Wait! We certainly did NOT have huge datasets (like current internet) for ages. Not even decades. I’ve seen a lecture by a MIT professor (which I cannot find now) where he asserted categorically, that the advances in AI are mostly because of the huge data that we now have and we didn’t before. And that was an old video.

  • Whichever way it's true in, it's not true in the sense that eg you can approximate any curve with a single layer neural net, and you're not actually going to be able to do it for problems CNNs or transformers work decently on. And Google indexed all of the public Internet way before its researchers came up with transformers.

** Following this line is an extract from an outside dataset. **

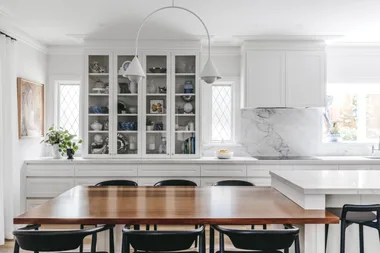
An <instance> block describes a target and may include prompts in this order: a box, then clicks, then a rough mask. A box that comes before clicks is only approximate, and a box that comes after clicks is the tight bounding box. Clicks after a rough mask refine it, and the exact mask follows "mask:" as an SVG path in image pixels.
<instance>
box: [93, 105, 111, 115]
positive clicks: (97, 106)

    Another way to look at it is that like you say, it was an old video but there has been progress since though we had large datasets when it came out by its own definition

I think by far the biggest advances are related to compute power. The amount of processing needed to run training algorithms on the amounts of data needed for the latest models was just not possible even five years ago, and definitely not ten years ago.

I'm sure there are optimizations from the model shape as well, but I don't think that running the best algorithms we have today with hardware from five-ten years ago would have worked in any reasonable amount of time/money.

  • A 30bn param model, hell even a 7bn param model, is still incredibly useful and I feel like that could have been doable a decade ago!

    We have GPT-4 (or at least 3.5) tier performance in these much smaller models now. If we teleported back in time it may have been possible to build

    • I think the size of the model is only one part of it. They're still training these 7bn parameter models on the whole data set, and just crunching through that takes enormous compute, that people just didn't have at the current price points until now.

      I should also mention that the idea itself of using GPUs for compute and then specifically for AI training was an innovation. And the idea that simply scaling up was going to be worth the investment is another major innovation. It's not just the existence of the compute power, it's the application to NN training tasks that got us here.

      Here[0] is an older OpenAI post about this very topic. They estimate that between 2012 and 2018, the compute power used for training the SotA models at those times increased roughly 300,000 times, doubling every ~3.5 months.

      [0] https://openai.com/index/ai-and-compute/

Isn’t bogosort transformer and quicksort proposed modified rnn (175 times faster training for 500 seq) here?